Тут его поджидало еще одно зловещее зрелище: готовясь к утренней казни, строили эшафот!
Под веселое пение плотников помост вырастал буквально на глазах!
Мишель в ужасе отшатнулся и тут же с размаху налетел на какой-то открытый ящик. Подымаясь, он обнаружил внутри металлического корпуса электрическую батарею.
Тут его осенило: голов больше не рубят, теперь убивают электрическим зарядом! Это больше походит на божественную кару!
Несчастный издал душераздирающий вопль и бросился прочь.
Колокол церкви Святой Маргариты пробил четыре раза.
Глава XVII
ЕТIN PULVEREM REVERTERIS[193]
Где провел наш герой остаток этой страшной ночи? Куда завела его судьба? Заблудился ли он, тщетно пытаясь вырваться из этого проклятого, ненавистного Парижа? Трудно сказать.
По всей вероятности, он кружил по бесчисленным улицам возле кладбища Пер-Лашез, поскольку Остров Мертвых теперь оказался в окружении жилых кварталов. Париж уже простирался на восток вплоть до фортов Обервилье и Роменвиль.
Как бы то ни было, но, когда первые лучи зимнего солнца озарили заснеженный город, Мишель очутился на кладбище.
Он совершенно обессилел, мысли его застыли, из памяти стерся даже образ его милой Люси. Несчастный напоминал блуждающий призрак: здесь, среди могил, он был не посторонним, он чувствовал себя как дома.
Он пошел по главной аллее, потом свернул вправо и по вечно сырым тропинкам дошел до нижнего кладбища.
Все вокруг сверкало первозданной снежной белизной. Отяжелевшие ветки деревьев, склонившиеся над могилами, словно оплакивали умерших, роняя вниз капли тающего на солнце снега. Только кое-где, на вертикально стоящих надгробных камнях, где снег попросту не мог удержаться, можно было прочесть имена покойных.
Вскоре показалось полуразрушенное надгробие Абеляра[194] и Элоизы; три колонны, служившие опорой источенному временем архитраву,[195] еще держались прямо, подобно Грекостасису[196] на римском Форуме.
Взгляд несчастного безразлично скользил по именам на могильных плитах: Керубини,[197] Абенек,[198] Шопен, Массе, Гуно, Рейер.[199] Здесь упокоились те, кто жил музыкой и, возможно, умер ради нее!
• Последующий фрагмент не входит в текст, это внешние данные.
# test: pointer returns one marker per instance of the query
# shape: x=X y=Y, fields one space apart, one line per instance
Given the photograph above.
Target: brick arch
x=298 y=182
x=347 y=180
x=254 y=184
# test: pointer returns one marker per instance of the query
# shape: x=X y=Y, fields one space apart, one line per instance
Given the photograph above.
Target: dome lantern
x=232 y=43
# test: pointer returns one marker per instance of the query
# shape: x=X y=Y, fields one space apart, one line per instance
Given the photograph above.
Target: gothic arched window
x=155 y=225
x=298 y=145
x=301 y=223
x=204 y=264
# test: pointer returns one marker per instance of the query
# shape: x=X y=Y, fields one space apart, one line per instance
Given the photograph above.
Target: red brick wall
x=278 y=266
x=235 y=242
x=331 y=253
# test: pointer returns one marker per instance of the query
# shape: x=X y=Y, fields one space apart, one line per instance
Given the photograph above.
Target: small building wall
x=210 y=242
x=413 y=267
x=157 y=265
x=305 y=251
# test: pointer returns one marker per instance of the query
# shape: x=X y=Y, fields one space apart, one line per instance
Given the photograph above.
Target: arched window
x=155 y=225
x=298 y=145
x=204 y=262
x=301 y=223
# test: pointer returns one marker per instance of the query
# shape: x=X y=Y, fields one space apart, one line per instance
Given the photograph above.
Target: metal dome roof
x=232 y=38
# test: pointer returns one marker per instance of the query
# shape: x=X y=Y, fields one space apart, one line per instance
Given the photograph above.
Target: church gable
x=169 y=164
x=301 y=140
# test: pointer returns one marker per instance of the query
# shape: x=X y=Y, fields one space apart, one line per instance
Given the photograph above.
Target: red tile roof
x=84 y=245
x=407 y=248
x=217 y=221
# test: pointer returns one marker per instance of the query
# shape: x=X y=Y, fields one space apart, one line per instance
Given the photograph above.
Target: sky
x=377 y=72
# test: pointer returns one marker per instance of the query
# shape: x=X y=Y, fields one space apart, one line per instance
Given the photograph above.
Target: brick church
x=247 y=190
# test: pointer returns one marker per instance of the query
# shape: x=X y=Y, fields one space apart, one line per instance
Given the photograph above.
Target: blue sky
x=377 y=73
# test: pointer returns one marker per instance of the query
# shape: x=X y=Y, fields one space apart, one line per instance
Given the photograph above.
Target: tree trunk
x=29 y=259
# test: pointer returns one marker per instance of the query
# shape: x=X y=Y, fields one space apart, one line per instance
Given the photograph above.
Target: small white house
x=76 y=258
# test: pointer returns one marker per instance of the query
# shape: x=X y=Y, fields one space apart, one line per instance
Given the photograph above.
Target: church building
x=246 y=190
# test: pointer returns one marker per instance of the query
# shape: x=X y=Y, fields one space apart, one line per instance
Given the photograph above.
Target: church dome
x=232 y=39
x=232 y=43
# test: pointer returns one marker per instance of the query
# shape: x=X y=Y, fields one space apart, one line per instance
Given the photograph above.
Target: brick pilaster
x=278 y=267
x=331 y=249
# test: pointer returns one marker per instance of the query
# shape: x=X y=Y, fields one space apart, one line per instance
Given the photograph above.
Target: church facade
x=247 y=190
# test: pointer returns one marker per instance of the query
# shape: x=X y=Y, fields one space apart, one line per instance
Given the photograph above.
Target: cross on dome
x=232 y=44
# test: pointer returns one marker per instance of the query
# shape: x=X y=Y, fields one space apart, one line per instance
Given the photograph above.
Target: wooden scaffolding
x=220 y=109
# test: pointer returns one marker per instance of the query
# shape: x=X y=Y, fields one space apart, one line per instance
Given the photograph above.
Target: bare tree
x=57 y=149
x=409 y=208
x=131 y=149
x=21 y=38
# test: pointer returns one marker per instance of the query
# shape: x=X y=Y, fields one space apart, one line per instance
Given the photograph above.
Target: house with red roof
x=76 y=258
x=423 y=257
Однако ничто не привлекло его внимания.
Мишель миновал и надгробие, на котором не было ни дат, ни украшений, ни трогательных надписей, но стояло одно лишь чтимое в веках имя — Ларошфуко.[200]
Затем он очутился в маленьком городке опрятных, как голландские домики, могил, с начищенными до блеска оградами и полированными пемзой ступенями. Его охватило непреодолимое желание войти туда.
«И, главное, остаться, — подумал Мишель, — упокоиться здесь навсегда».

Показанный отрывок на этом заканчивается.